After you left, the two nice ladies said you probably knew about your

upcoming move months ago and made no attempt to find me another good

home. They shook their heads and asked "How could you?"

They are as attentive to us here in the shelter as their busy schedules

allow. They feed us, of course, but I lost my appetite days ago. At

first, whenever anyone passed my pen, I rushed to the front, hoping it

was you - that you had changed your mind - that this was all a bad

dream...or I hoped it would at least be someone who cared, anyone who

might save me.

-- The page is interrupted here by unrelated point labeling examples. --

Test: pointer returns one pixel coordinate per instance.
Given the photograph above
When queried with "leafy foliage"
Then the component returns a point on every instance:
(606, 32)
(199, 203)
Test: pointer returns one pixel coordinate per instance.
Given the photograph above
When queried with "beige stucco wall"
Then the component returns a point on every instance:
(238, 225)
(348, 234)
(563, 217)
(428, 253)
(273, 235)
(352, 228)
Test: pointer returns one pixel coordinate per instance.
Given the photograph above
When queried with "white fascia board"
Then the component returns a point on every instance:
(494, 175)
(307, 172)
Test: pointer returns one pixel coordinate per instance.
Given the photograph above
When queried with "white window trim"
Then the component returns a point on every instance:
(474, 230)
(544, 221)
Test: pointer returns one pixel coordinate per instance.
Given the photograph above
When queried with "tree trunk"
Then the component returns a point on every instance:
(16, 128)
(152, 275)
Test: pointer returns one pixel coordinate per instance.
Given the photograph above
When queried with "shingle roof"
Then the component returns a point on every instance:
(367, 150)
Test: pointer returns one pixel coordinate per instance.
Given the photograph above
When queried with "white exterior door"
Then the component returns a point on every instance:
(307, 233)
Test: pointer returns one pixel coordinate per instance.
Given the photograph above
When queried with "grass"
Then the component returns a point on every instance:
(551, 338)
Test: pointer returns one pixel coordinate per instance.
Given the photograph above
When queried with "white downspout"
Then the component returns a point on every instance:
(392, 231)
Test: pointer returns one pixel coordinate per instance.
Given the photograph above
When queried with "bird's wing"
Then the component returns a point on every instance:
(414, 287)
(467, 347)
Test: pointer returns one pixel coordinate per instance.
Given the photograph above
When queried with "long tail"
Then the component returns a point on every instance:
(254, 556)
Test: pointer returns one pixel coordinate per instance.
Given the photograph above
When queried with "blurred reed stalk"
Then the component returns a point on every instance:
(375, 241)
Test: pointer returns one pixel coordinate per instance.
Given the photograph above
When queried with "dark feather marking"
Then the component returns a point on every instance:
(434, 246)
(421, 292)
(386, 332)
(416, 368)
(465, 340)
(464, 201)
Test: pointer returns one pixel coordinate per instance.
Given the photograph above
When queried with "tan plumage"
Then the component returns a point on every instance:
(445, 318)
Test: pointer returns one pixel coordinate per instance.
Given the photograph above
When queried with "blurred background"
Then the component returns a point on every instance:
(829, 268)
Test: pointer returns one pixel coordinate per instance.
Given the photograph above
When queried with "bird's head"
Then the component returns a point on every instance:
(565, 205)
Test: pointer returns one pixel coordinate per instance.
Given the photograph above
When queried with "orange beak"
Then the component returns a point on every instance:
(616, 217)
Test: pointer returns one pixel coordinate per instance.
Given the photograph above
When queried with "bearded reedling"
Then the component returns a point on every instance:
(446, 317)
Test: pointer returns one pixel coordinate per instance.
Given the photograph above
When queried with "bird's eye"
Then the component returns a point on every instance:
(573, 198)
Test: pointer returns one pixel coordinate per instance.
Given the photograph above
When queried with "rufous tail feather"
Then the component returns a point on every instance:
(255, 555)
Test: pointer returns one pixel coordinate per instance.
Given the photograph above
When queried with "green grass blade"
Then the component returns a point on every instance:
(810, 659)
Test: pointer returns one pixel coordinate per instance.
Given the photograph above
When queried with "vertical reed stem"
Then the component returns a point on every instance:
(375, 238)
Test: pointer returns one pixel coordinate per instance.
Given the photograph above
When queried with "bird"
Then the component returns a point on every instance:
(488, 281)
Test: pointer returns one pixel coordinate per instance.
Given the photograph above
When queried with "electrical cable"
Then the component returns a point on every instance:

When I realized I could not compete with the frolicking

for attention of happy puppies, oblivious to their own fate, I retreated

to a far corner and waited.

I heard her footsteps as she came for me at the end of the day, and I

padded along the aisle after her to a separate room. A blissfully quiet

room. She placed me on the table and rubbed my ears, and told me not to

worry. My heart pounded in anticipation of what was to come, but there

was also a sense of relief. The prisoner of love had run out of days. As

is my nature, I was more concerned about her. The burden which she bears

weighs heavily on her, and I know that, the same way I knew your every

mood.

She gently placed a tourniquet around my foreleg as a tear ran down her

cheek. I licked her hand in the same way I used to comfort you so many

years ago. She expertly slid the hypodermic needle into my vein. As I

felt the sting and the cool liquid coursing through my body, I lay down

sleepily, looked into her kind eyes and murmured "How could you?"

Perhaps because she understood my dogspeak, she said "I'm so sorry." She

hugged me, and hurriedly explained it was her job to make sure I went to

a better place, where I wouldn't be ignored or abused or abandoned, or

have to fend for myself - a place of love and light so very different

from this earthly place. And with my last bit of energy, I tried to

convey to her with a thump of my tail that my "How could you?" was not

directed at her. It was you, My Beloved Master, I was thinking of. I

will think of you and wait for you forever.

May everyone in your life continue to show you so much loyalty.